Regex (short for regular expression) is a mini programming language used to define a search pattern. Learn more about it at RegexOne and play around with formulas at Regular Expressions 101.
Formulas are extremely customizable based on your app’s data structure and analysis needs. Here are a couple of broadly applicable regex examples for capturing these properties:
- Extract a query string value given a key
- Extract a substring from a path
- Extract a custom attribute from the hierarchy
- Remove trailing slashes from a URL path
Review the use cases below for additional examples of how to set up your own formulas.
Heap uses PostgreSQL’s regex engine, which handles certain types of formatting (ex. hyphens) differently than other regex engines. For more information on how to format regex for PostgreSQL’s regex engine, see their official documentation.
Extracting non-UTM parameters from a query string
You may want to capture non-UTM parameters directly from a URL, such as capturing the channel from ?source=CHANNEL.

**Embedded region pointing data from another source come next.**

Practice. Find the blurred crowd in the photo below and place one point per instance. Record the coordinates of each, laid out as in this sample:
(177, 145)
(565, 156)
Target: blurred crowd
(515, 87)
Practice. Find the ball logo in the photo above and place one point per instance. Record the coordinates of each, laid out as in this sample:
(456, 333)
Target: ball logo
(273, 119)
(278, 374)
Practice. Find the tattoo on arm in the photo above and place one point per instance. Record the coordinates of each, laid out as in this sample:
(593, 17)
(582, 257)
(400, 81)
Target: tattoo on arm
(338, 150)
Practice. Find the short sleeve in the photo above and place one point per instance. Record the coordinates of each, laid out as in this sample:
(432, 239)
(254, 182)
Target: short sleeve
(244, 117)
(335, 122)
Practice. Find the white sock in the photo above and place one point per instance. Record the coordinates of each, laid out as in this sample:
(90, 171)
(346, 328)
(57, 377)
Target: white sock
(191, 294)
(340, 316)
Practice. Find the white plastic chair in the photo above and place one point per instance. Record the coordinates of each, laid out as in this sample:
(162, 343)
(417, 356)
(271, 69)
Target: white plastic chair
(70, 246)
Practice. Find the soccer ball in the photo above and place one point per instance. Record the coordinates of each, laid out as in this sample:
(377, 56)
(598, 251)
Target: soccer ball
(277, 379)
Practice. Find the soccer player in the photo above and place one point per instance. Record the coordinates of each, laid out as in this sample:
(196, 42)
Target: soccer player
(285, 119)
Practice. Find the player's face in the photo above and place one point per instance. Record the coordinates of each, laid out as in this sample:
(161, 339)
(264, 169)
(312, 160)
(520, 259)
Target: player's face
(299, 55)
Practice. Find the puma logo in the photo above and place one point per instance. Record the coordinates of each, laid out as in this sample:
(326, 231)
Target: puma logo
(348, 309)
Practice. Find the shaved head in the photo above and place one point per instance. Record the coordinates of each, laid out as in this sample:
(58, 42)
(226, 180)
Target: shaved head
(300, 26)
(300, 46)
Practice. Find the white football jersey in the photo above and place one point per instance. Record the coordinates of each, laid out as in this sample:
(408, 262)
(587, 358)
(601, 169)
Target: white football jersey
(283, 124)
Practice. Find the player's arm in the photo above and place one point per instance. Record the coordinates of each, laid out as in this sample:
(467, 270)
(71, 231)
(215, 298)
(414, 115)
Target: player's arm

You can set this up using the Extract Using Regular Expression function. In this example, it is: [?&]source=([^&]*)
Extracting the product ID of a URL
You may want to grab the product ID from the URL to analyze the popularity of your different product pages.
To do so, use the Extract Using Regular Expression function and define the correct regex to apply to your URL. In this example, it is: \/product\/(\d+)
Note that the regular expression you need to define will vary based on the path of your URL.
Extracting custom attributes from the hierarchy
You may need to extract a piece of information from the hierarchy to capture in its own property, such as the value of a data attribute like [data-testid=value]
.
To do so, select Extract Using Regular Expression as the function and define the regex to extract the attribute value from the hierarchy. You can find an example regular expression here.
Remove trailing slashes in reports when grouping by path
When grouping by path, paths that are semantically the same are sometimes split in the results, such as /test/blog-post-123/
and /test/blog-post-123
, where the only difference is the presence of the slash at the end. You can set up a formula using the following regex: (\/.*?)\/?$
to remove the trailing slash and thus ensure this data is reconciled into consistent properties.